森で育む子どもたちの未来~ちいろばの生き方~

内保亘(平成13年度卒 第54回生)

 

 高校時代にふと想った夢が、今このような形で実現するとは、当時露ほども思いませんでした。人生ってそういうものだなと、最近つくづく感じます。人間が予想だにしない意思が、頭上で渦巻いているような感覚。ある時、それが目に見える形で舞い降りてくるのです。

 現在私は、長野県南佐久郡旧八千穂村の大自然の中で、小さな「ようちえん」の園長をしております。園長といってもそんな大それたものではなく、ただ自分で立ち上げたために、代表を務めているにすぎません。園長と呼ばれるのは大げさな気がして、子ども達や保護者には、「わたにぃ」と愛称で呼んでもらっています。

平成25年3月に、妻と共に関東から信州佐久へ移住しました。お互いこれまでの仕事や慣れ親しんだ土地を離れ、更には無収入になるわけですから、それは大きな決断でした。理由は一つ、子ども達に最も自慢のできる大自然の中で、子ども達の成長を見守る人生を送りたいからでした。

 子どもは未来の宝です。私達大人は、教育者であろうとなかろうと、未来を育てるためには、今を生きる、そしてこれからを生きる子ども達の成長を見守る、義(ただ)しい務めがあります。それに気づいてしまった私は、居てもたってもいられず、子ども達が育つ最もふさわしい環境とは何かと、ずっと探し求めていました。そして「自然」こそ、ダイナミックかつ開放感にあふれ、子ども達の身体と感性の成長を最大限に保障するものだと確信したのです。人間は自然物であり、元来は自然と共に生きてきた歴史があり、今も昔も変わらず自然から命を戴いています。自然こそ、人間にとって最も相応しい環境だということは、紛れもない事実です。ここ信州佐久には、思わず首をたれてしまう程の美しい自然が、四方八方至る所に残っています。鮮やかな緑の木々、美味しい湧水、程良い高山性の気候、新鮮な空気、透き通るような空、そして野菜がとにかく美味い。コンクリートジャングル東京からそう遠くない地で、自然の醍醐味を十二分に味わえる場所、それが信州佐久の大きな魅力です。

佐久に来るまでには、様々な悩み・考えが頭の中を渦巻きました。それでも、一歩踏み出す勇気をもってこの地に来てみると、奇跡的にも、私達の志に大いに共感して下さる方々の環が一気に広がりました。その一人ひとりの強力な支援があって、移住してから半年後の平成24年9月23日、「森のようちえん ちいろば」がその産声をあげました。第一期の園児は4人。子ども達は、毎日を自然の懐に抱かれて、地域の方々の顔が思わずほころぶ子どもらしさで、遊びに没頭しています。これまでの悩みも、この子達の笑顔と目覚ましい成長をみると一気に吹っ飛びます。

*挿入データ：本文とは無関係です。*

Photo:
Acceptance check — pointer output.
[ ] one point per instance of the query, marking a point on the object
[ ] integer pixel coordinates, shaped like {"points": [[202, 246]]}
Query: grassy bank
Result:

 「森のようちえん」は、毎日を自然と積極的に関わりながら、自主性と直接体験を大事にすることを共通理念としています。自然の中で自ら発見し、感動し、驚き、遊びを作ること、畑仕事や、米作り、刃物を使って工作やお料理、火遊び、川遊び、雪遊び、山登り・・・自然での活動は、一年を通して多種多様です。大人にとっても魅力的なその一つ一つの活動の積み重ねが、子ども達の、本来の人間らしい「生きる力」を育むのです。

 もちろん、今のままでは採算なんてとれませんよ。地位や名誉、お金は大事かもしれないけど、一度きりの人生だから、自分の想いに極力矛盾なく、大胆に歩みたい一心です。これから、生きるために新しく何をしていこうか考えるのも楽しみです。それも、この自然と、温かい地域のネットワークがあれば何とでもなると、今では本気でそう思うようになりました。

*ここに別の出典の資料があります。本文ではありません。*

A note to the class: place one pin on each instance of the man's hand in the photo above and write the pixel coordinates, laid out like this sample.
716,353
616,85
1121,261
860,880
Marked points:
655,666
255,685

信州佐久は、人と自然が大好きな人にはたまらない土地です。森のようちえんも楽しいですが、山に住む人の日常に触れるのもワクワクします。薪割り、鹿狩り、五右衛門風呂、山菜摘み、川魚掴み取り、野菜作り、スノーモービル・・・そんなこんなに興味のある方は、是非私共を一度訪ねてみてはいかがでしょうか。きっと何か違う、新しい自分を発見できること間違いなしですよ!

中大高に感謝

才木江梨花

 

 中央大学高校第57回生(平成173月卒業)の才木江梨花です。私は、昨年司法試験に合格し、現在は前橋地方裁判所で司法修習をしております。法律実務の仕事に触れ、受験時代には想像もできなかった発見に喜びを感じながら、一人前の法曹になる日を目指し日々努力しています。

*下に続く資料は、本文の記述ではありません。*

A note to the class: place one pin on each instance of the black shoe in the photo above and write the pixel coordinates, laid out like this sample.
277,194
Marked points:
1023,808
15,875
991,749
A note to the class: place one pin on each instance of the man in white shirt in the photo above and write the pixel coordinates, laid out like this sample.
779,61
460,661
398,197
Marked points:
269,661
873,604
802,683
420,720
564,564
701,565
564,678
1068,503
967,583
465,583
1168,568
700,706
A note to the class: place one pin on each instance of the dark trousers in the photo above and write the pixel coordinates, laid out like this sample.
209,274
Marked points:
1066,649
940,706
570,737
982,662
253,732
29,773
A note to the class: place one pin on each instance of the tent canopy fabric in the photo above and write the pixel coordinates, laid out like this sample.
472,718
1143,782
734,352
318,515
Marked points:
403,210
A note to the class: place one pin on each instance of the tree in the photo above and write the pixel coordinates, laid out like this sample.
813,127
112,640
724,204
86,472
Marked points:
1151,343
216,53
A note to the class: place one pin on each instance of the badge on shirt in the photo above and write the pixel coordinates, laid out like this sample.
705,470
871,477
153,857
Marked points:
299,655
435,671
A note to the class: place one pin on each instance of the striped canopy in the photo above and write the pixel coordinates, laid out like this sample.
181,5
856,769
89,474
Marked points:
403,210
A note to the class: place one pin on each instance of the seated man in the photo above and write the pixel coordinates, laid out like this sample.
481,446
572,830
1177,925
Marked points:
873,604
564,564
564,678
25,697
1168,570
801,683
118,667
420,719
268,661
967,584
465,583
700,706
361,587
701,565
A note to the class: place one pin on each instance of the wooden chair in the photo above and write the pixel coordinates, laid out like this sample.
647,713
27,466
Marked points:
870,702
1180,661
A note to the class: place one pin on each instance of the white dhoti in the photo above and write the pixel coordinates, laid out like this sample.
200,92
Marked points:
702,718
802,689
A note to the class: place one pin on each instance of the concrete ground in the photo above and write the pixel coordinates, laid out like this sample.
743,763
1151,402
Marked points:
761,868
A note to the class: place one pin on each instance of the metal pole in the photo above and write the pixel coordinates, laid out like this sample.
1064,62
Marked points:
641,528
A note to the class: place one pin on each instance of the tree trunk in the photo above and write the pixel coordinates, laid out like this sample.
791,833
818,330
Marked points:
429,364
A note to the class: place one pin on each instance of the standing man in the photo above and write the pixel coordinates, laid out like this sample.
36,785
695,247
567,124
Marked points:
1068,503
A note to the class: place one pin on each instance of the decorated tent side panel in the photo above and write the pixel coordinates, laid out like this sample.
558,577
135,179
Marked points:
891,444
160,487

 私が法曹を目指した最初のきっかけは、子供の頃に見たテレビドラマの主人公でした。法曹として懸命に働く姿に憧れたのか、単に主人公役の俳優がかっこよかっただけなのか、今となっては覚えていませんが、とにかく「私もああなりたい」と思ったのです。そんな漠然とした動機しかなく、特別な才能があるわけでもない私が、現在、こうして司法修習に励むことができるのは、中央大学高校で出会った人々のおかげでした。

 高校時代、私の夢を聞いた先生方は、「才木さんなら大丈夫。がんばってね。」と、笑顔で私の背中を押してくださいました。大学時代、司法試験を目指すことの大変さを実感し、進路に悩んでいた私が、最終的に夢を追いかけてみようと決意したのは、高校時代の友人たちもまた、それぞれの夢を目指してがんばっていたからでした。ロースクール時代、同級生には話せない不安や弱音を、高校の友人たちに打ち明けると、誰よりも親身になって話を聞いてくれました。「江梨花なら大丈夫に決まってるじゃん。」と、当然のことのように話す友人たちの言葉に、何度救われたかわかりません。

 司法試験の結果発表後、真っ先に集まって私の合格を祝ってくれたのは、他でもない、高校時代の友人たちでした。また、お世話になった高校の先生方に合格を報告しに行くと、先生方はまるで自分のことのように私の合格を喜んでくださいました。そして、先日、私の合格を知った白灯会会長の澤田先生が、白灯会の会合に私を招待してくださいました。白灯会の先輩方は、心から合格をお祝いしてくださるとともに、人生の先輩として、自らの経験を交えながら様々なお話をしてくださいました。

 高校時代が楽しかったのは言うまでもありませんが、高校卒業後もこうして家族のように親身に付き合える先生、先輩、そして友人に出会えたことは、まだまだ人生経験が少ない私にとって、かけがえのない財産です。中央大学高校に入学して本当によかったと、入学から10年が経った今、改めて実感しています。